So one reason for this post is to plug velvet. The other is to celebrate the diversity you see in these 4 mats hooked from the same kit. Most of us used some wool other than what was provided (I dyed the dark blue night sky wool) but beyond that, look at the differences. My friend Teresa interpreted the design as a haunted house and put a witch on the roof instead of a bird and made the small houses tombstones and a pumpkin. My friend Betty hooked her background in a lighter blue and carried blue into the bird to give a happy feeling and Eleanor felted her bird and houses to give another look.

This type of ‘challenge’ hooking is pretty common in the rug hooking world and our group wants to do another, this time with one of us drawing a design and each of us choosing our own wool palette.  Wouldn’t it be fun to do the same with braiding, maybe not with a rug sized item, but the ‘challenge’ would be to work with the same wool and create a braided object of a certain size….maybe a table mat or basket challenge?

What do you think?

4 thoughts on “Camelia City Rug Show

  1. I absolutely love it!
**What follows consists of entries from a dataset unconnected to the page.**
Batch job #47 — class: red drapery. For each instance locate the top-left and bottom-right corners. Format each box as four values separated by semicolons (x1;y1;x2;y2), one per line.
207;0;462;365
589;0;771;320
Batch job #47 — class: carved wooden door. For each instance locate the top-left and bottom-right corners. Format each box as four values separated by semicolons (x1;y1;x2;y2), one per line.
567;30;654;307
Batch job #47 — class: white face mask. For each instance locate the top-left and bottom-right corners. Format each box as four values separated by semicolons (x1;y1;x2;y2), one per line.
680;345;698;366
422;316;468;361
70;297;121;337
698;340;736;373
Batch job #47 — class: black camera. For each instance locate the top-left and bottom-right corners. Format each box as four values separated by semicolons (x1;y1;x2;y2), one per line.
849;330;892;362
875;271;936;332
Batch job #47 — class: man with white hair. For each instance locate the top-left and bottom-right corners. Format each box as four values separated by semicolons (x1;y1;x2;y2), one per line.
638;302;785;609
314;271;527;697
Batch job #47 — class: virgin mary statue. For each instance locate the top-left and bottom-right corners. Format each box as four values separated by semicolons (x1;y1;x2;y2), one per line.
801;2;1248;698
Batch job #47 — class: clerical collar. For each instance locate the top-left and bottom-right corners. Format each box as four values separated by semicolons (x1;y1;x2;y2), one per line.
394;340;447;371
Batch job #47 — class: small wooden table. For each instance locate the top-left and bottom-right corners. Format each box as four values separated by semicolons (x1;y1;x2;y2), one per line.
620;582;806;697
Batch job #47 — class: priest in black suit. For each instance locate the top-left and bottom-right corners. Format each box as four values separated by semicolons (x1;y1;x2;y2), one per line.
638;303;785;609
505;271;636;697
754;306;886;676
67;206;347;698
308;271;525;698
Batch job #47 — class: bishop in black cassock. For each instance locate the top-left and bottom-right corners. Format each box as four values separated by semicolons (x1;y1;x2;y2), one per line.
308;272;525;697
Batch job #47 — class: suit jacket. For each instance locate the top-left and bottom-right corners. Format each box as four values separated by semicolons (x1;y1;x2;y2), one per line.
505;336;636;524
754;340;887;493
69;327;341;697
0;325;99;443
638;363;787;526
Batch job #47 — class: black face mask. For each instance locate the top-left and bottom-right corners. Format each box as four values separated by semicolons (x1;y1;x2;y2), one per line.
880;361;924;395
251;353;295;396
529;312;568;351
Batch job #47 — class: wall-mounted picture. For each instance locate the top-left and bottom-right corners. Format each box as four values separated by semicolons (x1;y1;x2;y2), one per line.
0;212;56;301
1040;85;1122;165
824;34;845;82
This was another art form I had hoped to learn but was gently reminded here I have no more time or space to add another passion to my life:) Kudos to both of you for keeping braiding alive as well as learning a difficult software to do it!

  2. I know what you mean about not having any local Braiders. I started teaching braiding several years ago due to that same problem. Some of the girls continue to braid but it is difficult to get a time frame for everyone to meet regularly.
    The Braids Ins are wonderful in meeting others with the same enthusiasm for braiding. Keep promoting these Fiber Arts.